Non riuscii a trattenere un sorriso. Forse non era poi così severa.

— Mia nonna sarebbe andata in giro con una padella per una definizione del genere.

— Ecco, esattamente! — negli occhi di Elizaveta Sergeevna brillò un lampo di approvazione. — Bene, dunque. Il programma è semplice…

La prima sera trascorse tranquilla. Preparai la cena e aiutai Elizaveta Sergeevna a prendere le medicine. Rimase a lungo seduta vicino alla finestra, fissando un punto lontano. Sul tavolo notai una pila di quaderni, ma appena mi avvicinai, li fece sparire in un cassetto.

Ma fu di notte…

Un urlo squarciò il silenzio come un colpo di pistola. Mi svegliai di colpo, confusa. Ancora un grido, poi un bisbiglio inquietante.

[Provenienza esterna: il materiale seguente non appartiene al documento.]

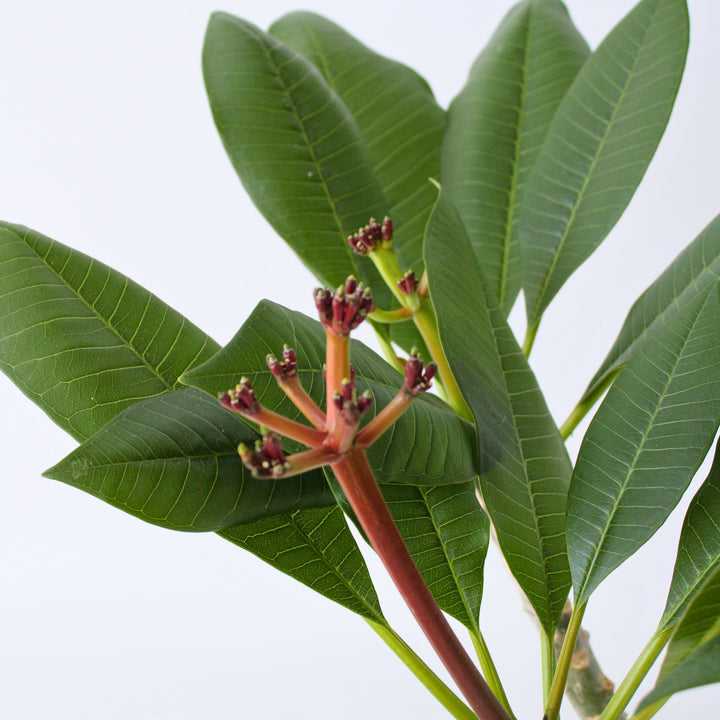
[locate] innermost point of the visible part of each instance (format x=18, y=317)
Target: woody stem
x=358, y=483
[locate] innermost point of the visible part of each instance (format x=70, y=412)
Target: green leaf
x=523, y=463
x=428, y=445
x=690, y=273
x=698, y=554
x=645, y=443
x=172, y=461
x=294, y=145
x=693, y=656
x=81, y=340
x=315, y=547
x=599, y=145
x=496, y=126
x=397, y=116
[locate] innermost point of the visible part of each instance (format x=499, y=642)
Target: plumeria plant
x=427, y=225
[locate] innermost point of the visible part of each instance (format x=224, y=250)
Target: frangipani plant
x=474, y=340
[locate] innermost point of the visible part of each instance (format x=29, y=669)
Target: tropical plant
x=507, y=192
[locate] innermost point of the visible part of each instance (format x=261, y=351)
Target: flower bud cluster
x=418, y=377
x=408, y=283
x=268, y=459
x=287, y=368
x=344, y=309
x=346, y=400
x=367, y=238
x=241, y=398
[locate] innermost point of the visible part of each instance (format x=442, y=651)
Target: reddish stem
x=384, y=419
x=358, y=483
x=303, y=402
x=337, y=369
x=289, y=428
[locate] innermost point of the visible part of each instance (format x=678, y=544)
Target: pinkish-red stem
x=358, y=483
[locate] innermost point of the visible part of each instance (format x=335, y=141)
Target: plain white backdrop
x=107, y=145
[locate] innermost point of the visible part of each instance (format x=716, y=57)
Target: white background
x=107, y=144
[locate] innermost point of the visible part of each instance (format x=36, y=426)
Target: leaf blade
x=601, y=141
x=172, y=461
x=80, y=339
x=691, y=272
x=524, y=468
x=294, y=145
x=693, y=655
x=314, y=547
x=396, y=114
x=698, y=554
x=645, y=443
x=496, y=126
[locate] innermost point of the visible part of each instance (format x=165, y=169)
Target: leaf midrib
x=267, y=52
x=639, y=449
x=505, y=269
x=95, y=313
x=586, y=180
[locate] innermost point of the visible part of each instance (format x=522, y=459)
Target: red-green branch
x=358, y=483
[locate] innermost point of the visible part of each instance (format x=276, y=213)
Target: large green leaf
x=693, y=656
x=692, y=271
x=396, y=114
x=599, y=145
x=496, y=126
x=645, y=443
x=698, y=554
x=172, y=461
x=315, y=547
x=524, y=467
x=294, y=144
x=428, y=445
x=82, y=341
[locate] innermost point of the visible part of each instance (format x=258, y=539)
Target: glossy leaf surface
x=692, y=271
x=599, y=145
x=524, y=468
x=645, y=443
x=172, y=461
x=294, y=145
x=400, y=123
x=314, y=547
x=496, y=126
x=693, y=655
x=428, y=445
x=81, y=340
x=699, y=548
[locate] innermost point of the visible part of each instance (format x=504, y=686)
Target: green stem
x=628, y=687
x=585, y=405
x=557, y=688
x=426, y=323
x=357, y=481
x=530, y=336
x=489, y=670
x=386, y=346
x=547, y=658
x=449, y=700
x=650, y=711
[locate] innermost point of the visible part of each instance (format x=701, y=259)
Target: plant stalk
x=358, y=483
x=557, y=688
x=489, y=670
x=547, y=659
x=641, y=667
x=426, y=323
x=447, y=698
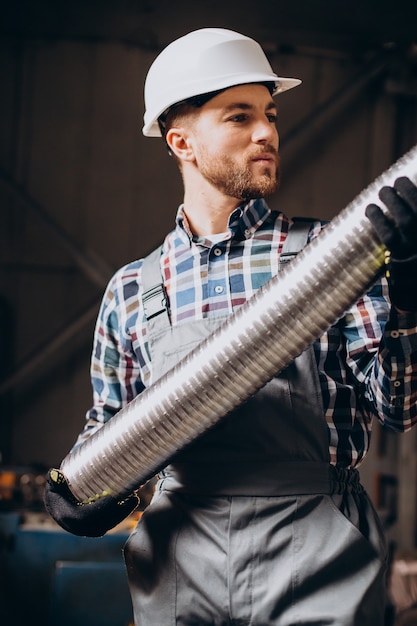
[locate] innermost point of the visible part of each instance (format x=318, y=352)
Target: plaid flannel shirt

La luce notturna nella stanza di Elizaveta Sergeevna era accesa. Si agitava nel letto, stringendo il lenzuolo tra le mani.

— Il pane… nascondi il pane! I bambini… lo troveranno…

— Elizaveta Sergeevna! — le toccai delicatamente la spalla.

Si sedette di scatto, gli occhi spalancati, ma sembravano guardare attraverso di me.

— Silenzio… — sussurrò. — Li senti? Camminano sulla neve… crac, crac…

Accesi la luce. Lei sbatté le palpebre, tornando alla realtà.

— Eh? Ah, sei tu… — si passò una mano sul viso. — Scusami. Roba da vecchi…

— Vuole dell’acqua?

— No, — rispose seccamente. — Torna a dormire. E spegni la luce.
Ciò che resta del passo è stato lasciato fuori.